解读 `GraphExecutorCodegen`#

以双头网络作为引子#

创建双头输出小网络：

import numpy as np
import tvm
from tvm import relay
from tvm.relay.build_module import bind_params_by_name

x = relay.var("x", shape=(1, 1, 8, 8), dtype="int8")
w = relay.var("w", shape=(2, 1, 3, 3), dtype="int8")
conv2d = relay.op.nn.conv2d(x, w)
relu = relay.op.nn.relu(conv2d)
mod = tvm.IRModule.from_expr(relay.Tuple([conv2d, relu]))
mod["main"] = bind_params_by_name(mod["main"], 
                                  {"w": tvm.nd.array(np.ones(shape=(2, 1, 3, 3), 
                                                             dtype="int8"))})
rt_lib = relay.build(mod, target="llvm")
rt_lib.params.keys(), rt_lib.params["p0"].shape, rt_lib.params["p0"].dtype

One or more operators have not been tuned. Please tune your model for better performance. Use DEBUG logging level to see more details.

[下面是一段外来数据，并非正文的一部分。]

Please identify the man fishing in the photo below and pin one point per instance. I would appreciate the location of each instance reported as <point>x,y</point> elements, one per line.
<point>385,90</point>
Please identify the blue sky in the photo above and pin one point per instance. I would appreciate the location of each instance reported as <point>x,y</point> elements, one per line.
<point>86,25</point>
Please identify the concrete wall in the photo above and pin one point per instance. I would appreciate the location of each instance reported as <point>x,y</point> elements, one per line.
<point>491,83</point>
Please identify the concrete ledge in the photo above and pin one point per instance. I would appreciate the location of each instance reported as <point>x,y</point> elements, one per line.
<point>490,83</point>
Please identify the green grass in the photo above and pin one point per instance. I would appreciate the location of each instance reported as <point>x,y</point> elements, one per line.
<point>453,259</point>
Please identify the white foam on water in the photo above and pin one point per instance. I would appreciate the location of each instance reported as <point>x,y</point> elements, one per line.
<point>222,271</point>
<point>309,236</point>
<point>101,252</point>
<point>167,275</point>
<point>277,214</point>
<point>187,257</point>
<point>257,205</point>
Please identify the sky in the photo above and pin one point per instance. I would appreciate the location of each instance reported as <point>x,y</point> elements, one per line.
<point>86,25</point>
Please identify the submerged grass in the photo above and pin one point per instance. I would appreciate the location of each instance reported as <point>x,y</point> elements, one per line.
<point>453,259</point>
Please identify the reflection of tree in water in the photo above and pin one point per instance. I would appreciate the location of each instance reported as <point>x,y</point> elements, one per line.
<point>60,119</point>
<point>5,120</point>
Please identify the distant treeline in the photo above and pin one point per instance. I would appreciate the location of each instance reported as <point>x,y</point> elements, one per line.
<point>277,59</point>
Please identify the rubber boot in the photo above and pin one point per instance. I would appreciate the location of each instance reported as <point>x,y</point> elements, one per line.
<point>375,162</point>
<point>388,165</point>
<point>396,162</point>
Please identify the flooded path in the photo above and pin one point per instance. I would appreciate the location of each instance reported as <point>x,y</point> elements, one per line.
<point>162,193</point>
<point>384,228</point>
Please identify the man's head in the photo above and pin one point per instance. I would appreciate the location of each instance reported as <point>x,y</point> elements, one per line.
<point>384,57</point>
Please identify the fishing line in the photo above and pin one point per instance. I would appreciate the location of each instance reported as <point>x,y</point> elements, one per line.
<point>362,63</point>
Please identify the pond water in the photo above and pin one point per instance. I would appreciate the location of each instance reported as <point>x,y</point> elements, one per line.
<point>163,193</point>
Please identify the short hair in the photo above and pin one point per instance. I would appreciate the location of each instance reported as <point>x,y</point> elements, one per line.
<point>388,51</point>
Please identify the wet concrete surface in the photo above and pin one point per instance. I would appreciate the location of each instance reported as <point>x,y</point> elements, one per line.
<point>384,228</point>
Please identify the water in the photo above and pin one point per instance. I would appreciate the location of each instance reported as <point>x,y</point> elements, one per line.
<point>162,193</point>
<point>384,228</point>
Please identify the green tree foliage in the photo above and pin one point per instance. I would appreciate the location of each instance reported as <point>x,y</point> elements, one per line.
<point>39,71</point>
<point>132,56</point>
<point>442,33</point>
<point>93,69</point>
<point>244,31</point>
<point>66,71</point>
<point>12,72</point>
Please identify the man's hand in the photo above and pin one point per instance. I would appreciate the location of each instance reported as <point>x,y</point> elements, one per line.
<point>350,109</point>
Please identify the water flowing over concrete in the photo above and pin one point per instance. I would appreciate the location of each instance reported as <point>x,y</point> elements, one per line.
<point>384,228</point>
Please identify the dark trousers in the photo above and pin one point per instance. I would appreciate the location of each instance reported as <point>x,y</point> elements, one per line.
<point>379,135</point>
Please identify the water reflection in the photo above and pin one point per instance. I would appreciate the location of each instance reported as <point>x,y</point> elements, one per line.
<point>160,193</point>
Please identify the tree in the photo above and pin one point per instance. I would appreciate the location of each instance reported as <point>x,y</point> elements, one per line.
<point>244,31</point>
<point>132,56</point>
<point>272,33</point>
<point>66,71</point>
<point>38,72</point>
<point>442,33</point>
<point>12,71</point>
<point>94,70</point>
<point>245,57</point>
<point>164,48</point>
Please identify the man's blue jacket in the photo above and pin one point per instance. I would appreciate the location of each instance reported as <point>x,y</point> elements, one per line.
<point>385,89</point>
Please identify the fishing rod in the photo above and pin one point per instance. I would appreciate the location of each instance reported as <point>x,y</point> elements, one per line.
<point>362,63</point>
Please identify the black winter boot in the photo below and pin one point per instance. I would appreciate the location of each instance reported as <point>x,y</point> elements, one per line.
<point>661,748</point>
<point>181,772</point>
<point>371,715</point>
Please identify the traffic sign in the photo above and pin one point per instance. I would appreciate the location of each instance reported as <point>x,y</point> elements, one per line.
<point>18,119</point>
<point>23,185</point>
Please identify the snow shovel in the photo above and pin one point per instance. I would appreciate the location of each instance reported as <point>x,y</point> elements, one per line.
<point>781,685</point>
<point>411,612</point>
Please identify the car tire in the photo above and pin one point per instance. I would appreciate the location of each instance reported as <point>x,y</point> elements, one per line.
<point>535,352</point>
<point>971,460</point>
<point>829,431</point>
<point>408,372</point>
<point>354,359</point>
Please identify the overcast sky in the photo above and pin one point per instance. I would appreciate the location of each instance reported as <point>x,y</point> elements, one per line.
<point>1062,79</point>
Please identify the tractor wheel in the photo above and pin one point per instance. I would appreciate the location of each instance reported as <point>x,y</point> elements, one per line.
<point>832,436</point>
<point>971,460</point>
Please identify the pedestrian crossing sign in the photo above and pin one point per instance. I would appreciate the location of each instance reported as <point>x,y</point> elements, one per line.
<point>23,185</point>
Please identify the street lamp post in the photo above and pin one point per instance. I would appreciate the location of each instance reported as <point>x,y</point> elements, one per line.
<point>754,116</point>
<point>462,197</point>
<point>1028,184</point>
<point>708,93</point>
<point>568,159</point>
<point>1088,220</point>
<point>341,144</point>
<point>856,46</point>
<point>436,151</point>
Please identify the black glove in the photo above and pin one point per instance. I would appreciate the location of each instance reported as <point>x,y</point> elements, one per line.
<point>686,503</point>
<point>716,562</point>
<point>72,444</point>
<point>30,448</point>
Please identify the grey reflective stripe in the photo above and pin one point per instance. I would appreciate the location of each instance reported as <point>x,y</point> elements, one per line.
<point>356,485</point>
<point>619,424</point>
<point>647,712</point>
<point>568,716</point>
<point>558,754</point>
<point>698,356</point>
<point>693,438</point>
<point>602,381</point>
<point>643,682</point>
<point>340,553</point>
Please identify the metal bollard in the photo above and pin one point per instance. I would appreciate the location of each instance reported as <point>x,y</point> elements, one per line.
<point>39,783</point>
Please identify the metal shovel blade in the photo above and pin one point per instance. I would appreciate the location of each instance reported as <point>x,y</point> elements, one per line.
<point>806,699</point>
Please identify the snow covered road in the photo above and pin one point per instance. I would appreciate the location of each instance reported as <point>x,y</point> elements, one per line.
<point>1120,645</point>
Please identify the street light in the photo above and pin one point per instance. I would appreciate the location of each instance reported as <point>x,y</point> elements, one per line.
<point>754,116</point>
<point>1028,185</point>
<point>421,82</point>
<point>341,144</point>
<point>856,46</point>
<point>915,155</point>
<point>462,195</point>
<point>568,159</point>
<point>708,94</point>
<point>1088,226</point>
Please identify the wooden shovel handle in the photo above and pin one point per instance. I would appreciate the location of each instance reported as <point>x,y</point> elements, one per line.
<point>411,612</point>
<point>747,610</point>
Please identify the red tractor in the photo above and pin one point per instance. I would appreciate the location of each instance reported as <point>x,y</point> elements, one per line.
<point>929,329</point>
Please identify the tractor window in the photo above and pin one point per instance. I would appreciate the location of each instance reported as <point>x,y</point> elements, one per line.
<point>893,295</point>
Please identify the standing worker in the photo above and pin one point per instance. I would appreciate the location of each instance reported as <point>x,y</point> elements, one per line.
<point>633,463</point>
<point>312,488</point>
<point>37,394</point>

(dict_keys(['p0']), (2, 1, 3, 3), 'int8')

此网络结构如下：

print(rt_lib.ir_mod)

def @main(%x: Tensor[(1, 1, 8, 8), int8]) {
  %0 = nn.conv2d(%x, meta[relay.Constant][0], padding=[0, 0, 0, 0]);
  %1 = nn.relu(%0);
  (%0, %1)
}

查看 Graph Json：

import toml
bunch = eval(rt_lib.graph_json)
print(toml.dumps(bunch))

arg_nodes = [ 0, 1,]
heads = [ [ 2, 0, 0,], [ 3, 0, 0,],]
node_row_ptr = [ 0, 1, 2, 3, 4,]
[[nodes]]
op = "null"
name = "x"
inputs = []

[[nodes]]
op = "null"
name = "p0"
inputs = []

[[nodes]]
op = "tvm_op"
name = "tvmgen_default_fused_nn_conv2d"
inputs = [ [ 0, 0, 0,], [ 1, 0, 0,],]

[nodes.attrs]
num_outputs = "1"
num_inputs = "2"
flatten_data = "0"
func_name = "tvmgen_default_fused_nn_conv2d"
out_layout = ""
kernel_layout = "OIHW"
data_layout = "NCHW"
hash = "8f5bab575bcb83dc"
[[nodes]]
op = "tvm_op"
name = "tvmgen_default_fused_nn_relu"
inputs = [ [ 2, 0, 0,],]

[nodes.attrs]
num_outputs = "1"
num_inputs = "1"
flatten_data = "0"
func_name = "tvmgen_default_fused_nn_relu"
hash = "fd6e720bc47ba75c"

[attrs]
dltype = [ "list_str", [ "int8", "int8", "int8", "int8",],]
device_index = [ "list_int", [ 1, 1, 1, 1,],]
storage_id = [ "list_int", [ 0, 1, 2, 3,],]
shape = [ "list_shape", [ [ 1, 1, 8, 8,], [ 2, 1, 3, 3,], [ 1, 2, 6, 6,], [ 1, 2, 6, 6,],],]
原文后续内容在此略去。